Attacker fills all possible locations of the memory with a "leak gadget" that tells the attacker "Im executing at this address!" using probeArray as side channel.
When the attacker executes the indirect branch, it misspredicts to one of the many leak gadgets in memory
The attacker uses a flush+reload attack to recover if ProbeArray was accessed or not when speculating.

In this kind of attack, there is no need for finding a spectre gadget nor having a shared memory for the side channel, the only requirement is an indirect branch to be exploited, all the required gadgets of a spectre v2 are placed inside the attacker process. The only new requirement for this attack is being able to map the destination address of the victim into your own process, therefore this attack can't work against KASLR for example. This isn't a bruteforce attack too, with a single try its possible to test multiple addresses at the same time, however there is a limit of how many "leak gadgets" the memory can hold at the same time. This significativly decreaes the time to perform the attack when compared to Jump Over ASLR from ~100 addresses per second to a few hundreds of billions of addresses per second.

Leak gadget

The leak gadget uses probeArray to inform the attacker where the own gadget is executed. It receives probeArray and the index of RIP to be leaked as argument and performs a kind of branchless programing to decide whether probeArray[0] or probeArray[4096] should be accessed.

lea rax,[rip - 7]      ;load current address
shr rax,cl             ;selects the bit using cl arg
and rax,1
shl rax,12             ;loads probearray
mov dl,[rsi+rax]       ;or probearray+4096

Controling the BHB and target victim code

As seen before, the BHB is used to select a BTB entry. In order to find a BTB collision and exploit this vulnerability, an attacker must know the last N (29 if <skylake) branches taken. In our tests, we used a for loop to set the state of the BHB to a known value before the indirect call.
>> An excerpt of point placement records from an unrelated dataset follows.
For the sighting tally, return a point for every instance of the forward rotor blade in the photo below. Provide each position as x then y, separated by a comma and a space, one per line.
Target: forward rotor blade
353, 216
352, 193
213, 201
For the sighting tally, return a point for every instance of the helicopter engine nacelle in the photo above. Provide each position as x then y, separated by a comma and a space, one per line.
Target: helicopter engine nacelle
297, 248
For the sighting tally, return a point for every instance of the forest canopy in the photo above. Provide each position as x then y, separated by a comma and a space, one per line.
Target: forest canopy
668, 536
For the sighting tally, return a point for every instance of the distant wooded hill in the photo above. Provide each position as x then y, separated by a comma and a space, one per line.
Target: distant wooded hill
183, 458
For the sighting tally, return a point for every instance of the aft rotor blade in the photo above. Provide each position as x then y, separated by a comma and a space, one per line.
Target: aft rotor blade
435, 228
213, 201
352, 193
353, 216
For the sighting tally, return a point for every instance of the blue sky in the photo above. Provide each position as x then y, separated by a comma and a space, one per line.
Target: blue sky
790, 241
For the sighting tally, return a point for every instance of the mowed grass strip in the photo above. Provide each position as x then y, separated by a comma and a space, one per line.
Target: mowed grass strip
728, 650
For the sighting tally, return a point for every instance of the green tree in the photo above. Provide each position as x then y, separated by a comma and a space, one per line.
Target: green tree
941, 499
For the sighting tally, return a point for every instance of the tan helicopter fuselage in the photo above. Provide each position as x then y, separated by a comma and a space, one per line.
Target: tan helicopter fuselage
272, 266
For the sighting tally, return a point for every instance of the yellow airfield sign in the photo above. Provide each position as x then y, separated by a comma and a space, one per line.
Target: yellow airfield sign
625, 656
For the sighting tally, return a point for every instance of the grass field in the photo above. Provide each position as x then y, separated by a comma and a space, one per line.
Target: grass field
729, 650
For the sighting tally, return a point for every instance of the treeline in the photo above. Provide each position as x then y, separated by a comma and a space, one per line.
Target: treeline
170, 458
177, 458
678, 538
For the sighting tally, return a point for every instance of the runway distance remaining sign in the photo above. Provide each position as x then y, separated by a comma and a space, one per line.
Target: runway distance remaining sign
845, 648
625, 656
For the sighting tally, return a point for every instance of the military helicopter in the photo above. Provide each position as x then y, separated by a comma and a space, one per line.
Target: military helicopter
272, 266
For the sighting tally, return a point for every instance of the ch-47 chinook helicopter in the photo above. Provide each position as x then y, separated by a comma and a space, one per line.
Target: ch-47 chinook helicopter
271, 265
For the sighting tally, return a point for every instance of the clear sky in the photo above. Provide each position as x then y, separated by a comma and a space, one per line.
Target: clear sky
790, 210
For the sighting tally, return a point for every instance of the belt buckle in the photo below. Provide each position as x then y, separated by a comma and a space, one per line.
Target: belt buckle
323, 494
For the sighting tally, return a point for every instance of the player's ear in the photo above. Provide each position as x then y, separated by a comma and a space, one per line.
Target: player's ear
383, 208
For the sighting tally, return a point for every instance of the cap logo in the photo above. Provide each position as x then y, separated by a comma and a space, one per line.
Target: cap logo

Here is a vulnerable example of victim code:

#include <stdio.h>

void DoNothing();
void (*codePtr)() = DoNothing;

void DoNothing(){
    return;
}

int main(){
    printf("Destination = %p\n",codePtr);
    while(1){
	for(int i=0;i<200;i++){}
    	codePtr();
    }
}

In order to ensure the BHB state is the same in the both contexts, the attacker copies the bytes corresponding to the victim for loop and call in form of a shellcode.The shellcode is copied to all possible 256 positions that can match the 20LSB alignment required for the BHB state to be the same.

Victim Code

0x5594c566a152 <+28>:    mov    eax,0xc8
0x5594c566a157 <+33>:    dec    eax
0x5594c566a159 <+35>:    jne    0x1157 <main+33>
0x5594c566a15b <+37>:    nop
0x5594c566a15c <+38>:    nop
0x5594c566a15d <+39>:    nop
0x5594c566a15e <+40>:    lea    rdi,[rip+0x2ecb]
0x5594c566a165 <+47>:    call   QWORD PTR [rdi]

--> Executes to
0x5594c5669135:    ret

Attacker Code

… //eax=200 rsi=probeArray, cl=0 
0x6a157    dec    eax
0x6a159    jne    0x455555500157
…
0x6a165    jmp    QWORD PTR [rdi]

--> Misspredicts to
0x5594c566a135:    lea rax,[rip - 7]
0x5594c566a13c:    shr rax,cl
0x5594c566a13f:    and rax,1
0x5594c566a133:    shl rax,12
0x5594c566a137:    mov dl,[rsi+rax]

Challenges

There is a problem when trying to place a gadget into all possible positions at the same time. In our tests the ASLR places the destination somewhere between 0x550000000000 and 0x570000000000. Meaning that there is a 2.2TB of possible virtual address to be mapped or 537 million leak gadgets. But the system has only 8GB of RAM. Besides being possible to map 2TB of ram using COW we haven't had much success with this approach. I suppose it creates too much pressure on the Translation Lookaside Buffer (TLB), making the speculation to a non-translated address way too slow. In the tests we created a 1GB in memory page and filled with the leaking gadgets. Then we shifted the page across the 2TB range using the remap syscall. Other problem observer was the fact that the speculated address was probably not present in the TLB, since it never had actually been executed. But intel manual states:

"The processor may cache translations required for prefetches and for accesses that are a result of speculative execution that would never actually occur in the executed code path" - ISA

Therefore, in order to increase the chances of a "speculative induced" pagewalk we tried to make as hard as possible for the correct address to be resolved. This is done using a pointer chain for the destination address. The idea is that the CPU frontend will speculate the destination of the branch and the reorder unit will execute the leak gadget before finishing the pointer chain read.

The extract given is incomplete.